| Summary: | Abstract
Background: Deficiency of Von Willebrand Factor Cleaving Protease (VWFCP) has been
implicated as the cause of Thrombotic Thrombocytopenic Purpura (TTP). TTP is a lifethreatening
disease characterised by microangiopathic thrombosis due to accumulation of
Ultralarge Von Willebrand Factor (ULVWF) multimers. The clinical features of TTP include
microangiopathic haemolysis and thrombocytopenia. TTP is being seen with increased
frequency in the context of HIV. However, in the context of HIV infection, cytopenias are often
multifactorial in nature and levels of VWFCP in HIV-related thrombocytopenia have not
specifically been assessed.
This study assessed VWFCP activity in the setting of patients with HIV and thrombocytopenia
in the absence of TTP, in order to determine the utility of a VWFCP assay in the diagnosis of
HIV-related TTP. Acquired VWFCP deficiency is generally assumed to be due to the
presence of autoantibody inhibitors to the enzyme, but limited data are available regarding
VWFCP activity in HIV positive TTP patients. There is also currently no assay available for
measuring VWFCP activity in our laboratory.

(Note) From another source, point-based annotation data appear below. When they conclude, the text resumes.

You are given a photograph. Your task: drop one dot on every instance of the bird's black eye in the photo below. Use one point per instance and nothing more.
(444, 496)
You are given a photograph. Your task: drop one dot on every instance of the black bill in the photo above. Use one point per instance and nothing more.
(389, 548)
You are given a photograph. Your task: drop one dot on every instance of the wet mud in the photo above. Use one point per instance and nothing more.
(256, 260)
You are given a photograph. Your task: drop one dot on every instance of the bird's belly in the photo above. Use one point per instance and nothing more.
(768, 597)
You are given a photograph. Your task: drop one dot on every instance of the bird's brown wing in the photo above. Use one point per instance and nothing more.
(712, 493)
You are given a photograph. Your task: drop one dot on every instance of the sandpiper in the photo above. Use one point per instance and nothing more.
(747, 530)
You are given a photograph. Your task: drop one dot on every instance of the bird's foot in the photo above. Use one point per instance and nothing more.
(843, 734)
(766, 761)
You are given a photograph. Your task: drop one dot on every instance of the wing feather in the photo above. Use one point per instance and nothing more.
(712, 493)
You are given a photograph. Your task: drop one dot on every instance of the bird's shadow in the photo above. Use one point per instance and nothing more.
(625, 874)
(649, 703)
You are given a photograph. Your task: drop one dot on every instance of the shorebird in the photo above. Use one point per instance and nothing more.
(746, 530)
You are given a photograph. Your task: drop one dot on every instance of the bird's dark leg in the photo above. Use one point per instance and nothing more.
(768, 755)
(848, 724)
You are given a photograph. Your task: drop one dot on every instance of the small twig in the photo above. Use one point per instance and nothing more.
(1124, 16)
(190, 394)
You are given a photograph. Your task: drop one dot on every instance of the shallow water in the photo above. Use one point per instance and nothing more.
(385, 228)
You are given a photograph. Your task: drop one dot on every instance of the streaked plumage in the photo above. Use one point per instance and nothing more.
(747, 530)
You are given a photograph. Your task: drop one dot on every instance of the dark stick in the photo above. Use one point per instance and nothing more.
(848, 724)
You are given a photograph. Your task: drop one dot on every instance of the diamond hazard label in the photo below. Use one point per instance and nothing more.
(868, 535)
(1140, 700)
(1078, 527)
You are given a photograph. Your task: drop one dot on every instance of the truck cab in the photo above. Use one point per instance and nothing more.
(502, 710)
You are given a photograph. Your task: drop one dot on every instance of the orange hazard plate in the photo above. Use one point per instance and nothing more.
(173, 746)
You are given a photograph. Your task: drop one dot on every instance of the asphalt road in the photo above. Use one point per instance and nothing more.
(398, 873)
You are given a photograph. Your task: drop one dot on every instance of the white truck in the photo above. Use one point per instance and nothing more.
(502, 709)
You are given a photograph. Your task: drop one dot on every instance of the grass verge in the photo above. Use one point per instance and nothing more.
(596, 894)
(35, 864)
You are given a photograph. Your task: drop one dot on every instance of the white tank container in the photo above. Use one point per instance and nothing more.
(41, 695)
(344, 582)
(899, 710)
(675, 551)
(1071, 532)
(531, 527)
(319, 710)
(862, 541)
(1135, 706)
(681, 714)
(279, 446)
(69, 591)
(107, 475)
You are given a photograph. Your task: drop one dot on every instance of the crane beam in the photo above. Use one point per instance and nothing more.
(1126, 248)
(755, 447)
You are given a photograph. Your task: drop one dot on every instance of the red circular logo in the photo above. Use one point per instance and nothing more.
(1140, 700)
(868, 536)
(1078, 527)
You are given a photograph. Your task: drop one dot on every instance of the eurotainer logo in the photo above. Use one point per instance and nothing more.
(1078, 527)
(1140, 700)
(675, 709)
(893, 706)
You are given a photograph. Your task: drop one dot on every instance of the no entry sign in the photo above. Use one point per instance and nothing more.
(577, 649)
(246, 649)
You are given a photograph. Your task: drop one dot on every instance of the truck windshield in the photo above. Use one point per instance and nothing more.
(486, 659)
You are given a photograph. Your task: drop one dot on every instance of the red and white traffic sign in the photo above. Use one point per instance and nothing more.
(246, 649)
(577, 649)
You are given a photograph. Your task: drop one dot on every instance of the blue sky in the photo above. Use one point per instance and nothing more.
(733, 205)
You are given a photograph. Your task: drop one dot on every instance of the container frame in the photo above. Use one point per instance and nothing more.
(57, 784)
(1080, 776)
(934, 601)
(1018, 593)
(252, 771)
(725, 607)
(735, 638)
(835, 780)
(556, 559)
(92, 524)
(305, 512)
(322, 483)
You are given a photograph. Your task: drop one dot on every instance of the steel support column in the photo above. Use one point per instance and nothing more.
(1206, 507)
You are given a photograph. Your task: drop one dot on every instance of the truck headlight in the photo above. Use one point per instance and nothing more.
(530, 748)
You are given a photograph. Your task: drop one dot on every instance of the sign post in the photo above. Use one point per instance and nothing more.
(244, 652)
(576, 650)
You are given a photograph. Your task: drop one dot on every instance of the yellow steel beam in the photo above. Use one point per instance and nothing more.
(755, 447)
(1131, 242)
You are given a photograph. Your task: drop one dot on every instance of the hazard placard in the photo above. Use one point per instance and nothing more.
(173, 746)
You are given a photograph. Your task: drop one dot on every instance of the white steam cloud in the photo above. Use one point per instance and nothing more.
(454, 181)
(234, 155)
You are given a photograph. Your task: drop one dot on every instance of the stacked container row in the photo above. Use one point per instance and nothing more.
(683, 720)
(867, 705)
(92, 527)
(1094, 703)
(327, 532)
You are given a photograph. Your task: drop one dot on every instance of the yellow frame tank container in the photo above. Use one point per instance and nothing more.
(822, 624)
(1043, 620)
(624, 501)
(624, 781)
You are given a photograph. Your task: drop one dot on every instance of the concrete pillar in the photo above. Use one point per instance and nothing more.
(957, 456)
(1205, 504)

Aim of Study: To establish a practical assay for VWFCP activity for routine use in our
laboratory. The rapid collagen binding assay, based on the ELISA method of Rick, et al.,
2002, was chosen. This was initially used to measure VWFCP activity in patients with HIV
with and without thrombocytopenia (of any cause except TTP), in order to ascertain whether
assessment of VWFCP activity is likely to be of value in facilitating early diagnosis of HIV
related TTP.
The ELISA assay was performed to establish cut-off values for VWFCP in HIV negative
controls and two HIV positive groups (HIV thrombocytopenia / low platelets and HIV normal
platelets). Depending on the outcome of this, the assay could then be performed to assess
VWFCP activity in HIV positive patients with TTP.
Methods: The rapid collagen binding assay for VWFCP activity was established and
optimised for routine use in our laboratory. The cut-off values for percentage Residual
Collagen Binding Activity (RCBA) in both HIV negative and HIV positive groups were
identified. The assay could then be used to assess VWFCP activity in 20 HIV positive patients
with TTP at the time of presentation. In patients with reduced VWFCP activity, patient plasma
was mixed with normal pool plasma in a 50:50 mix, to assess for the presence of inhibitors.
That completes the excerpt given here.